THE BANK
Uncle Sam: At our last meeting you considered the very important element in banking, of reserves, and seemingly the final factor that enters into the structure of a bank. You have run the whole schedule off, I think. Standard of value, money, currency, exchange, capital, credit, government credit as money and as currency, land credit as money and as currency and reserves. What else can there be?
Mr. Banker: I do not think there is any particular topic for us to tackle now, but the bank itself, and I want to be permitted in the outset to describe just what a bank is, and what it does. I do not think there is any single thing in business life that is so misunderstood. People think of a bank as a kind of mystery.
The banker is a merchant in money and credit, and precisely as you can say that a man is a hardware merchant, cotton goods merchant, grain and flour merchant, so you can say that the banker is a money and credit merchant. He deals in these two things.
Let me illustrate this in a simple way. If Mr. Farmer should come to me to borrow a thousand dollars for three months, and I should make him the loan, as we say, I, as a banker, would buy his note, due in three months. That is just what happens every time a bank makes a loan; it simply buys the note. Now, in all probability I would not give Mr. Farmer any actual money, but would simply give him credit for one thousand dollars on the books of the bank, so that he could draw his check against it. In other words, I would owe him one thousand dollars. I have created a debt to him of one thousand dollars; in short, I have traded debts with him. He has given me his note, which is a debt for one thousand dollars due in three months, and I have given him credit on the books of the bank, a debt due to him on demand. The transaction does not differ in the slightest degree from the trade of horses for cattle. Let me demonstrate this. Suppose that Mr. Farmer came to me and offered me two of his Jersey cows for my horse and buggy, because he does not want the cows, but does want the horse and buggy to do a lot of running around. I want the cows to milk, and so make the exchange with him. He gets something that meets his pressing needs in the horse and buggy, and I get something from which I receive an income, the cows from which I get milk. This corresponds to the interest on his note, and by the way, the cream would be my profit.

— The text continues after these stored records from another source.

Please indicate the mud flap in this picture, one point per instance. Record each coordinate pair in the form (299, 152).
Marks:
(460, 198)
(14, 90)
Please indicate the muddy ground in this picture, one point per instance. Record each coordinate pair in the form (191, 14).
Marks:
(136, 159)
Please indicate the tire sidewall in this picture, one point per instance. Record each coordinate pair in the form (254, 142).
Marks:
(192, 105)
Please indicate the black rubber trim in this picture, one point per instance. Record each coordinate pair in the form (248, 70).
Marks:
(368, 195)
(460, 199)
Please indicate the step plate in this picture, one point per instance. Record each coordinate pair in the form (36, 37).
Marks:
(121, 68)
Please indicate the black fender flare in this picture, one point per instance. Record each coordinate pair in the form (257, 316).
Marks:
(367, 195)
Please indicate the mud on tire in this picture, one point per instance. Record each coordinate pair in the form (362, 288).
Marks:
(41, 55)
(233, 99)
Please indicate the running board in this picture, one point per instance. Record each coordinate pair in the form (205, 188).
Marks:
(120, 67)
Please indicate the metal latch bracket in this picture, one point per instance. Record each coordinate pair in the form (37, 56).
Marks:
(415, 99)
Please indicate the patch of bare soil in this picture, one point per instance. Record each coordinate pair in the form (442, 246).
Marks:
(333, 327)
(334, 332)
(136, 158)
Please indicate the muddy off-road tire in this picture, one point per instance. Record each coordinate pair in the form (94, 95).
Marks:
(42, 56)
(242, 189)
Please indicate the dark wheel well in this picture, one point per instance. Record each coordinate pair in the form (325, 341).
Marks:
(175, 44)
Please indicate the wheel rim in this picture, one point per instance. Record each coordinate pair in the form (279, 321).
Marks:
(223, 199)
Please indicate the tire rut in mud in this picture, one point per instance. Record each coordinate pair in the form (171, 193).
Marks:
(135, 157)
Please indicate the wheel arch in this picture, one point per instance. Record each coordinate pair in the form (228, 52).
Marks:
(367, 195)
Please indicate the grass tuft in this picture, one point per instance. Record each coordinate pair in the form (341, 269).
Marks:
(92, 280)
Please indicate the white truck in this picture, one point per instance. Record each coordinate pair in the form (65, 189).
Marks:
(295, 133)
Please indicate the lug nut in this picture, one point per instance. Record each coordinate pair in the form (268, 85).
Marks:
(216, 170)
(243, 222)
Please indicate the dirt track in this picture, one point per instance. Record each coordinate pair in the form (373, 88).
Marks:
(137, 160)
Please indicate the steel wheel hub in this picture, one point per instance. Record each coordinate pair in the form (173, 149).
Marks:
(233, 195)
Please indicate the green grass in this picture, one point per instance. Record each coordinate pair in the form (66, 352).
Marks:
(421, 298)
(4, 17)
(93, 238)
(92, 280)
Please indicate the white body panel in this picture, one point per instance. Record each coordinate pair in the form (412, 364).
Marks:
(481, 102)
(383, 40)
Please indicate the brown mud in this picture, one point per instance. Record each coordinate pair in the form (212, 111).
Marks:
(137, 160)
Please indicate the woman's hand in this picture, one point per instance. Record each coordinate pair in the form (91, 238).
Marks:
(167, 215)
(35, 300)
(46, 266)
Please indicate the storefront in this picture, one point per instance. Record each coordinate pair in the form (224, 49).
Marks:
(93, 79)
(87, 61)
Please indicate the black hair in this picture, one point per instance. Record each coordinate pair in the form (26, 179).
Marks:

Mr. Laboringman: That's it; you bankers are always milking the public, and the interest you get is all cream; all profit.

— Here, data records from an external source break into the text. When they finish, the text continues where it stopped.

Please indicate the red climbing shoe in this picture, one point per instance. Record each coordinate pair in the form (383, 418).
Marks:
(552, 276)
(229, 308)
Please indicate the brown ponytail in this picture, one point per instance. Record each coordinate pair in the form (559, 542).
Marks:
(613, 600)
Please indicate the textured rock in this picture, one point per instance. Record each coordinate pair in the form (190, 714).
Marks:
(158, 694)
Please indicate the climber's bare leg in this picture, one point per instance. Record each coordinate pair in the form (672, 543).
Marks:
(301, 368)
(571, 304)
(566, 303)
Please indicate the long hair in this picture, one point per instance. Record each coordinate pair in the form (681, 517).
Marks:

Mr. Banker: Oh, no! it is not as bad as that. Don't make such a mistake. The average cost to the bankers of the country, outside of any losses, is about 4 per cent upon their deposits for interest paid on deposits, rent for building, clerk hire and other general expenses. So you see that it is not all profit by any means.

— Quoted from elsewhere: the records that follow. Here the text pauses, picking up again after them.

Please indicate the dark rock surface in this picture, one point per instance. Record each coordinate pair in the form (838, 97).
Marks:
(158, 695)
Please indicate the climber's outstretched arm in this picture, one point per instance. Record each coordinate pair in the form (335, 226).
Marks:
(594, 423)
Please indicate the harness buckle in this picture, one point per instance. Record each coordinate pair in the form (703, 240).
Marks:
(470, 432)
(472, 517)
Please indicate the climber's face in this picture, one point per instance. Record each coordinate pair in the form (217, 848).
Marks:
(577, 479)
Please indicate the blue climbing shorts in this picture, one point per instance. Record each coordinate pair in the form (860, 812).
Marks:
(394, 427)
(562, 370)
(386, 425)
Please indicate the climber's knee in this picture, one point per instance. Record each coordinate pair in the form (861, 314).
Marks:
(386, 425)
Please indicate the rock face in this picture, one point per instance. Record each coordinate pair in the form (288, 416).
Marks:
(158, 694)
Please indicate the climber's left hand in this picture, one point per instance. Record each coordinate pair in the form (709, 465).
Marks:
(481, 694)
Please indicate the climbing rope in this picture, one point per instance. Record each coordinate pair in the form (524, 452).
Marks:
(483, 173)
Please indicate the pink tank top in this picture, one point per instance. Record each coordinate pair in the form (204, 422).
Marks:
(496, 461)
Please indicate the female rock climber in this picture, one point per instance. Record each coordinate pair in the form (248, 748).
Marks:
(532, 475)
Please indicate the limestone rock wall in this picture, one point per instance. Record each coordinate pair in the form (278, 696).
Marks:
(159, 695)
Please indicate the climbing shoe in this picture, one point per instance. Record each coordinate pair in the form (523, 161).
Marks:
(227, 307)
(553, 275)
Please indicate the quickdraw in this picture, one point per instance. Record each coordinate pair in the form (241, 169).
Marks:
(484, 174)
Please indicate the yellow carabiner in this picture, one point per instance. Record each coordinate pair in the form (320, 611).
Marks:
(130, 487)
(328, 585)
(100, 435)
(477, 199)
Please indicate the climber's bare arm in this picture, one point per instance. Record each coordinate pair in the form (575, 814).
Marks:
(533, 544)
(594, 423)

But let me get right back to what I was saying. The banker is nothing but a trader who keeps an open shop for the purpose of trading his debts for the debts of his depositors; or to put it in another way, for the purpose of exchanging his credit for actual money which is deposited with him, or for checks and drafts that are deposited with him, or for promissory notes which he buys when he loans money to his customers, and gives them credit on his books for the amount of the loans. All these different things, money, checks, drafts and promissory notes are bought by the banker with his credit, and the greater the amount he buys with his credit the greater will be his debt. But, you will probably say these are his deposits. Very true, but his deposits are his debts. Don't forget that.
Mr. Lawyer: Mr. Banker, you have accurately described the situation, just as it exists today, and that, of course, is what we are interested in; but it seems to me as though it would be a great help to us to follow the development of banking, as we have it now.